Maurice Mulvenna

Digital wellbeing technologies – designing with data, by Maurice Mulvenna (April 11th, 9:00 am, EPS, Lleida)

In the context of “User Centred Design” course,

Maurice Mulvenna

Professor Maurice Mulvenna (Professor of Computer Science at Ulster University) will talk about DIGITAL WELLBEING TECHNOLOGIES. The talk will be Thursday, April 11 at 9:00 (Sala de Graus, EPS).

Everyone is welcome / Tothom és benvingut / Todos sois bienvenidos

Abstract

Digital wellbeing technologies include mobile and tablet apps that are used to support the health and wellbeing needs of, often vulnerable people. Users include people living with dementia, intellectual disability, depression, autism, postnatal depression, anxiety or other health consideration. While many wellbeing technologies began as assistive technologies, the explosion in popularity of app platforms has resulted in growing use and popularity of these digital technologies.

However, as with assistive technologies, the user abandonment rate of these digital wellbeing technologies is high. Common usability approaches have specific failings that mean they do not cater well for the specific needs of vulnerable people. So how do we design these apps and how can we validate their design?

In this talk, the value of behavioural usage data is explored as a key to understanding what kind of designs actually work for digital wellbeing technologies and apps. In order to understand the behaviour of users in interacting with the wellbeing apps, the app has to include code that records each interactional event. The resulting event log stores the interactional data on all users, most frequently in a cloud-hosted database.

The event log data can also include Ecological Momentary Assessment (EMA) data where validated scales such as, for example, Patient Health Questionnaire (PHQ-9) for depression can be gathered as users interact with their app. However, the core benefit of accruing event log data is the valuable aggregated information that can be discovered from the log data analysis, using machine learning approaches. The talk describes the key findings using machine learning, from a digital wellbeing reminiscence app for people living with dementia.

The talk also illustrates that key expertise from different disciplines is required in order to design digital wellbeing apps used by vulnerable people, including technical development skills, and academic disciplines including psychology, nursing, computer science and others depending on the planned development area.
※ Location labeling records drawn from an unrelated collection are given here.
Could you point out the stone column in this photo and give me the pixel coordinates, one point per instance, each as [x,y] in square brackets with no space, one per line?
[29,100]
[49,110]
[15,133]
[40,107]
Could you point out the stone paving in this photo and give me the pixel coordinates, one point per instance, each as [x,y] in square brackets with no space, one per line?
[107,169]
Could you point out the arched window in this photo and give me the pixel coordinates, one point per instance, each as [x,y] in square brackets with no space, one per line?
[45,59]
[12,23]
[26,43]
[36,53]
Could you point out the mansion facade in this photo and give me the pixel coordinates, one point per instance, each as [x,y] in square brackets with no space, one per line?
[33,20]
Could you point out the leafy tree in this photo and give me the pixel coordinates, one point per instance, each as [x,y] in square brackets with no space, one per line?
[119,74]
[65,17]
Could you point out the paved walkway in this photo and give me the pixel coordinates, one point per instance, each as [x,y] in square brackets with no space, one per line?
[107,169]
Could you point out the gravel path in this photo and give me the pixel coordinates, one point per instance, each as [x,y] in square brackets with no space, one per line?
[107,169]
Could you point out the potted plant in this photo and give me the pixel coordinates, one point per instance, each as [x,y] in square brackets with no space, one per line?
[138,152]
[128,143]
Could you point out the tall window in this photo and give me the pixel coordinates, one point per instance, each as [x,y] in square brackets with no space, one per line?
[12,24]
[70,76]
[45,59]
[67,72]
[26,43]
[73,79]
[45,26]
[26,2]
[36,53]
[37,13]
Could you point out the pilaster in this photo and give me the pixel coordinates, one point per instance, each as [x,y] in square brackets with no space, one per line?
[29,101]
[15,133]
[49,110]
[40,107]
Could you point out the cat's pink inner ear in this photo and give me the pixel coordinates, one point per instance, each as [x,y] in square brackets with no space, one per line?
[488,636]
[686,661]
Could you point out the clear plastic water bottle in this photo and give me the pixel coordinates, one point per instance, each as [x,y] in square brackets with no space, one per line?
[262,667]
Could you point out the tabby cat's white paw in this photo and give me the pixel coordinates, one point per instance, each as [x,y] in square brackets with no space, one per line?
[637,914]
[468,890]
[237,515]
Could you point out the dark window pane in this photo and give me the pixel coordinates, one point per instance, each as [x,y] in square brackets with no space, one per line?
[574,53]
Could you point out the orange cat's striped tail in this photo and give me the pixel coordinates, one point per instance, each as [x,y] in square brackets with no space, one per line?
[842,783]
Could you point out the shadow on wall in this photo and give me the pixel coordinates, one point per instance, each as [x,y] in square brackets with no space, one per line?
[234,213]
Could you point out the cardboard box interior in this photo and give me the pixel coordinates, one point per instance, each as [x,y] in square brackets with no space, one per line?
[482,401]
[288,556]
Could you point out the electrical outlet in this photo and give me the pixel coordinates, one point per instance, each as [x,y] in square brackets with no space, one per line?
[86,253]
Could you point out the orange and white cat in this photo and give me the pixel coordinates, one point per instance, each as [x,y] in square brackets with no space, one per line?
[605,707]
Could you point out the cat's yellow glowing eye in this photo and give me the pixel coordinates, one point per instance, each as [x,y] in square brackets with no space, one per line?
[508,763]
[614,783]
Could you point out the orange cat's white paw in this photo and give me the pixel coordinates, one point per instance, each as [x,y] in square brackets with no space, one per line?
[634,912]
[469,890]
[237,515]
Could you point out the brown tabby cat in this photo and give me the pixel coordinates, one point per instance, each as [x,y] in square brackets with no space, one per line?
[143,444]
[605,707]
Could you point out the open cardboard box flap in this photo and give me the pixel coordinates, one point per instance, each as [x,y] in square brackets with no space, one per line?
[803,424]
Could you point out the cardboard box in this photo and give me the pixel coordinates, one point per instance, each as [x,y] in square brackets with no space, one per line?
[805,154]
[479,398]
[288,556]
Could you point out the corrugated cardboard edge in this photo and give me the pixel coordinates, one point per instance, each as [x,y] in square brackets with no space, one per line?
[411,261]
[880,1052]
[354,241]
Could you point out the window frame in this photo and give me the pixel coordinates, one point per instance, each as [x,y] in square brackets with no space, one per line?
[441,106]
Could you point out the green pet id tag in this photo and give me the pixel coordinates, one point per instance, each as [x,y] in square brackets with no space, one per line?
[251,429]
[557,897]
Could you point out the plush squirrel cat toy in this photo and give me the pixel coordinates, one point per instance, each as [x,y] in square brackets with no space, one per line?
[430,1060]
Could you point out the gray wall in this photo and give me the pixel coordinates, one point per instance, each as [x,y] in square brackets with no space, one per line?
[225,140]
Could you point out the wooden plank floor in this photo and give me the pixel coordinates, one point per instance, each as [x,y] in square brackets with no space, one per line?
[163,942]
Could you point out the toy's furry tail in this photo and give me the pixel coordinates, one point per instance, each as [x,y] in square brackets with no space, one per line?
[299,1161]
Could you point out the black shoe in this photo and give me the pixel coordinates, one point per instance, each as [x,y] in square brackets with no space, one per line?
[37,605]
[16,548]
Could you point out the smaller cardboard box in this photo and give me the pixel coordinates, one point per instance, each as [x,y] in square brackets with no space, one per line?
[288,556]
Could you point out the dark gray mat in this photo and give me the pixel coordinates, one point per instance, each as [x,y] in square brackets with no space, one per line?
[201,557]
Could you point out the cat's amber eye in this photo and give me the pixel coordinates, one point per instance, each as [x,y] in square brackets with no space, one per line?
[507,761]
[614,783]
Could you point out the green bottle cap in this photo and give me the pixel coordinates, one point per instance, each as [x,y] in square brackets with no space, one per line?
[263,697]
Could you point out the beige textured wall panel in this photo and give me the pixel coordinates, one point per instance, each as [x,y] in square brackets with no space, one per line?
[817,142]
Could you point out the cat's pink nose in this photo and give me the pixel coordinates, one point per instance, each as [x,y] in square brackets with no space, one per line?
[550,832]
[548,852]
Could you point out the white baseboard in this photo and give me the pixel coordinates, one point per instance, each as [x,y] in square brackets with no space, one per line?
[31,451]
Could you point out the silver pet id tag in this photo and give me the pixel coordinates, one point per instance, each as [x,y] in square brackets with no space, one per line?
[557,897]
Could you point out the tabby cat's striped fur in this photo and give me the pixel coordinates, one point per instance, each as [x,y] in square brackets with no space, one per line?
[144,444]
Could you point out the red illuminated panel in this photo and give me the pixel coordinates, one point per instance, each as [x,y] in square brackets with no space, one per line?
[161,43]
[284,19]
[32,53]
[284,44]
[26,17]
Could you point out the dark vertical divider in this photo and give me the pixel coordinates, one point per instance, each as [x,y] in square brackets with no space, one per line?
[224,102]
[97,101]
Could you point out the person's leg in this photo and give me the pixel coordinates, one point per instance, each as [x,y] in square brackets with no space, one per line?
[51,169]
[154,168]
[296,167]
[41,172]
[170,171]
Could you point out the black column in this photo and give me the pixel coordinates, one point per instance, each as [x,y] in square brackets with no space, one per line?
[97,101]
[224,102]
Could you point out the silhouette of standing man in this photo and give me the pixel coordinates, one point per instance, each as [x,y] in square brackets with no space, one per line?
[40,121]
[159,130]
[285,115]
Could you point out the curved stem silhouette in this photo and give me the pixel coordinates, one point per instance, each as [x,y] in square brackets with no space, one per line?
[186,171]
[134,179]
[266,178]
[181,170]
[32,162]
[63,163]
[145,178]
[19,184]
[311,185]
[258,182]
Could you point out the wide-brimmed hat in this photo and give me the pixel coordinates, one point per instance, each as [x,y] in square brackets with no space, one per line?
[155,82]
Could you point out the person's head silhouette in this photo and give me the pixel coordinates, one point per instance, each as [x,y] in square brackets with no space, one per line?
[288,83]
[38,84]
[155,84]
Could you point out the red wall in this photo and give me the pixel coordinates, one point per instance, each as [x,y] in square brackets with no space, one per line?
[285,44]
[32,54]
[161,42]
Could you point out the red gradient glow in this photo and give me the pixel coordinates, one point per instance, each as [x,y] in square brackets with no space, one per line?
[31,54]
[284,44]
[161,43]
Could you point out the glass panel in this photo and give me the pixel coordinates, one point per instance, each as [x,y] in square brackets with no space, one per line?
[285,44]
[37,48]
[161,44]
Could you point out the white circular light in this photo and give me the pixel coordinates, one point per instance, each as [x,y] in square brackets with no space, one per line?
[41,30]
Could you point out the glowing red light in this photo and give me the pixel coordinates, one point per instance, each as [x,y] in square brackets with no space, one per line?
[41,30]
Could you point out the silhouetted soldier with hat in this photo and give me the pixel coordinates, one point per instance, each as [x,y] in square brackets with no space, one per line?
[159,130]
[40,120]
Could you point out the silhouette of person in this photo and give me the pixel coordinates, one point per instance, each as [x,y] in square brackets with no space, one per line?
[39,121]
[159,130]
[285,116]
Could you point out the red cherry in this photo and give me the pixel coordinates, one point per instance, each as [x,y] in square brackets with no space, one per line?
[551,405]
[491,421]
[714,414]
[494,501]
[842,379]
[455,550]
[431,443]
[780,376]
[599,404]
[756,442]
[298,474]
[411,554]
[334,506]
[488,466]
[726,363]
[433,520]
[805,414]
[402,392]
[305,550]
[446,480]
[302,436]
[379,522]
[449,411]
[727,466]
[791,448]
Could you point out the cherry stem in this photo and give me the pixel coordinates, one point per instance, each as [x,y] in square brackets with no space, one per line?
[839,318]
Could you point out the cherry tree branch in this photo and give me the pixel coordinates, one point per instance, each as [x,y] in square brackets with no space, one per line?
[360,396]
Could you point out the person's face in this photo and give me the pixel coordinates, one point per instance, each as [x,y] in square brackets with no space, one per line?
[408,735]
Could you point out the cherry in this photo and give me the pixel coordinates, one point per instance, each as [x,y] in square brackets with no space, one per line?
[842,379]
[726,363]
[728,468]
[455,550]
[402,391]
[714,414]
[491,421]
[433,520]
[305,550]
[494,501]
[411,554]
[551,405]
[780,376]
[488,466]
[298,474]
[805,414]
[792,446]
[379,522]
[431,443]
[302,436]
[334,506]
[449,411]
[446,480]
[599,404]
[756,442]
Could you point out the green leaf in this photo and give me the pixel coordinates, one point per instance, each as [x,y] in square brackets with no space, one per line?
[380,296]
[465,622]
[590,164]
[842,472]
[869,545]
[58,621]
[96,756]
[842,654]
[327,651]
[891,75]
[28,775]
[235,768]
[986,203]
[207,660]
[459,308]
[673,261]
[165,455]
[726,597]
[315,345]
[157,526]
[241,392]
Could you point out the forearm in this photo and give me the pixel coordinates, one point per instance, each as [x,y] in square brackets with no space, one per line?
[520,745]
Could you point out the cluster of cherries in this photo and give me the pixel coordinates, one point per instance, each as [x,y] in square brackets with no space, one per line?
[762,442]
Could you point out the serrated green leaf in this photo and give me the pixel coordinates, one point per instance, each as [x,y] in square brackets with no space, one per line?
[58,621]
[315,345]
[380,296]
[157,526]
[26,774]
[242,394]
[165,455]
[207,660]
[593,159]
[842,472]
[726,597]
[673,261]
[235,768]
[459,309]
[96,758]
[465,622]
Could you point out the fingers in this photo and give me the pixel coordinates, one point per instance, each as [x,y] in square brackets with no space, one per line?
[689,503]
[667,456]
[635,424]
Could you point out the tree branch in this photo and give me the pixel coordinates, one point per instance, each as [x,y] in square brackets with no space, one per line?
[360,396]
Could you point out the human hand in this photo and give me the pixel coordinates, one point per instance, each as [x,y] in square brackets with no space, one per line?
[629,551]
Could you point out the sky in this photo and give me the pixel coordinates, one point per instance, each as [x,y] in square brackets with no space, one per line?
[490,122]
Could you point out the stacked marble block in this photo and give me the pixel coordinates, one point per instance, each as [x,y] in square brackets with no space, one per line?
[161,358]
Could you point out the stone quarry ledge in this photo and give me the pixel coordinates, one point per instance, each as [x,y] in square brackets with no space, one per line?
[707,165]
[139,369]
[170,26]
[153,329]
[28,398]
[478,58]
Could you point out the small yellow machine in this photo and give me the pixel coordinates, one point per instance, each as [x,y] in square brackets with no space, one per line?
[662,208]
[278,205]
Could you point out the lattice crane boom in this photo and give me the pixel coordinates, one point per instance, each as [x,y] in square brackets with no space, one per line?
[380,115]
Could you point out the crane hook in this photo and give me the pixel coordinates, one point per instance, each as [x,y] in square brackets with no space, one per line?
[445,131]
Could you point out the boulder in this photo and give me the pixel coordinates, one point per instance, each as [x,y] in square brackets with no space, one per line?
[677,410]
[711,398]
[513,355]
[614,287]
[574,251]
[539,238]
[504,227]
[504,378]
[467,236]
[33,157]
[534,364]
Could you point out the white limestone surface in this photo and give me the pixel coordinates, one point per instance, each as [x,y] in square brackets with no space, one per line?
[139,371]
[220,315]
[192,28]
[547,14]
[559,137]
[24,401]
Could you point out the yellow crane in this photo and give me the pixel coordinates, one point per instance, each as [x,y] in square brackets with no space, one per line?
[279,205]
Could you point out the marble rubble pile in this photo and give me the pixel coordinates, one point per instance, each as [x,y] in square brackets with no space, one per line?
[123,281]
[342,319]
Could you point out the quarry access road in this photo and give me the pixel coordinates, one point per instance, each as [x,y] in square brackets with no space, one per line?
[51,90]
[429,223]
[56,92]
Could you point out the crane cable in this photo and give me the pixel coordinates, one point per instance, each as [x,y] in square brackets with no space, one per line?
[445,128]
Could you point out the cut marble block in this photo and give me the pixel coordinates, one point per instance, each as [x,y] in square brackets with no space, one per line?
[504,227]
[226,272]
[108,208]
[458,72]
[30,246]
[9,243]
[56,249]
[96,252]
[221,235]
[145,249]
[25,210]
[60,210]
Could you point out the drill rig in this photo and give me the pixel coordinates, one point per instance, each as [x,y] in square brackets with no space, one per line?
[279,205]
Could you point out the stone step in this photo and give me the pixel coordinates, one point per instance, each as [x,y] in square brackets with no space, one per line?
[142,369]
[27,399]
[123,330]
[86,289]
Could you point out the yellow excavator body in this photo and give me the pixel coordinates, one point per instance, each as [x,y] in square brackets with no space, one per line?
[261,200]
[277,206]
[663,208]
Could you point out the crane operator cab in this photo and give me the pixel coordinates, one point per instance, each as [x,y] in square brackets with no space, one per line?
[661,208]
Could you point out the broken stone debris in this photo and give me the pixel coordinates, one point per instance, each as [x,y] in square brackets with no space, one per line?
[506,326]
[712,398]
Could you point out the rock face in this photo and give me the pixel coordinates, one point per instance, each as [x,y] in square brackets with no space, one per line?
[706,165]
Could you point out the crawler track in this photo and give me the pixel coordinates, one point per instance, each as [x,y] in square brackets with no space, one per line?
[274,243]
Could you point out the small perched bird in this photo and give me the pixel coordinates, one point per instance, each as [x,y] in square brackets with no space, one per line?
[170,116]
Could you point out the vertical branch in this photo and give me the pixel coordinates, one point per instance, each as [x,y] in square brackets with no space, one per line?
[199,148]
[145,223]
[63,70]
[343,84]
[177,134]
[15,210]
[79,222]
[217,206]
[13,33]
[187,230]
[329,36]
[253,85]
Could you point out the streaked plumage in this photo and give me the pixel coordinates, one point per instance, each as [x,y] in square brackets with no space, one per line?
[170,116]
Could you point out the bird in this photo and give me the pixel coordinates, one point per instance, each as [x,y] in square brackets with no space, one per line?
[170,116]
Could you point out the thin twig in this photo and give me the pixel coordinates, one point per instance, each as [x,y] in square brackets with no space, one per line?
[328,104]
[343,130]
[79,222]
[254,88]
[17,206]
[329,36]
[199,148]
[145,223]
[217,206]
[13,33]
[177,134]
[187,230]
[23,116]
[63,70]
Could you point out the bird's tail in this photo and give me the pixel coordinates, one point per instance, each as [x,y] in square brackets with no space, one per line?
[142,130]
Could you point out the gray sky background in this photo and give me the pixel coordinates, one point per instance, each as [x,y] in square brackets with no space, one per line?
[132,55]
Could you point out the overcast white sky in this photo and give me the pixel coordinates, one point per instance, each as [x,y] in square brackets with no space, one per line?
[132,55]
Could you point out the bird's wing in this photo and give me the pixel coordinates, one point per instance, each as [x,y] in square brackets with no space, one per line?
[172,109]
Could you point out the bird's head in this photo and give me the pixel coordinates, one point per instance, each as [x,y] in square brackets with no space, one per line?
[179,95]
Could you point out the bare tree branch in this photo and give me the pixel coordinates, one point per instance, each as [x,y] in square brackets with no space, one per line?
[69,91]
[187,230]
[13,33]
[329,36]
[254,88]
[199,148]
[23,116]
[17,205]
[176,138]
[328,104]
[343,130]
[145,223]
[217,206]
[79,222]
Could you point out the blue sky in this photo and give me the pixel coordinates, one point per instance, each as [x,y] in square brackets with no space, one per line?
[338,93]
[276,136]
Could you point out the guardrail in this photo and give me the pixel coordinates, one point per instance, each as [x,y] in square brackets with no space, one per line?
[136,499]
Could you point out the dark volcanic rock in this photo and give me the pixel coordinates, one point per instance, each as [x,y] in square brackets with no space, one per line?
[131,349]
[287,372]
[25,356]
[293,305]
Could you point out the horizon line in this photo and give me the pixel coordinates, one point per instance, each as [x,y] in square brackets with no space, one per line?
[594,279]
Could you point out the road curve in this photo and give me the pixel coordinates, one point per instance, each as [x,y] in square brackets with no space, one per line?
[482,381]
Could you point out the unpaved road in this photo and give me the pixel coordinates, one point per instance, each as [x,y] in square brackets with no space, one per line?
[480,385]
Obviously, gathering data about vulnerable users, storing it on cloud databases and making is available for machine learning raises significant ethical issues on event logging. The talk discusses GDPR Article 89 derogation on data collection for research purposes and asks the audience to consider the implications of this for users and for research – arguably, for individual and for greater (scientific) good.

Bio

Maurice Mulvenna is Chair of Computer Science at Ulster University. Maurice’s research areas include artificial intelligence, digital wellbeing, innovation and assistive technologies. He has published over 350 internationally peer-reviewed publications encompassing books, journal papers, conference and workshop papers and book chapters. He has served on over 180 program committees and is involved in chairing roles of many conference and workshops, including 32nd British Human-Computer Interaction conference in 2018, 31st European Cognitive Ergonomics Conference in 2019 and the 5th IEEE International Conference on Internet of People in 2019. He has also been invited as a keynote speaker at several international conferences and events in UK, Asia and Europe.

He served for three years on UK Ofcom’s Advisory Committee on Older and Disabled People and currently serves on the editorial boards for academic journals including the IET Journal of Engineering, Journal of Enabling Technologies and JMIR Rehabilitation and Assistive Technologies. In 2014, he was elected as a Board Member of the International Society for Gerontechnology (ISG). Maurice is also a past winner of the European €100K IST Grand Prize and has won with colleagues the Best Innovation in Practice Award at the Dementia Care Awards. He won the Inaugural Award for Industry-Academic Collaboration form the Centre for Behaviour Change Conference on Behaviour Change for Health: Digital and Other Innovative Methods, in 2019 with colleagues.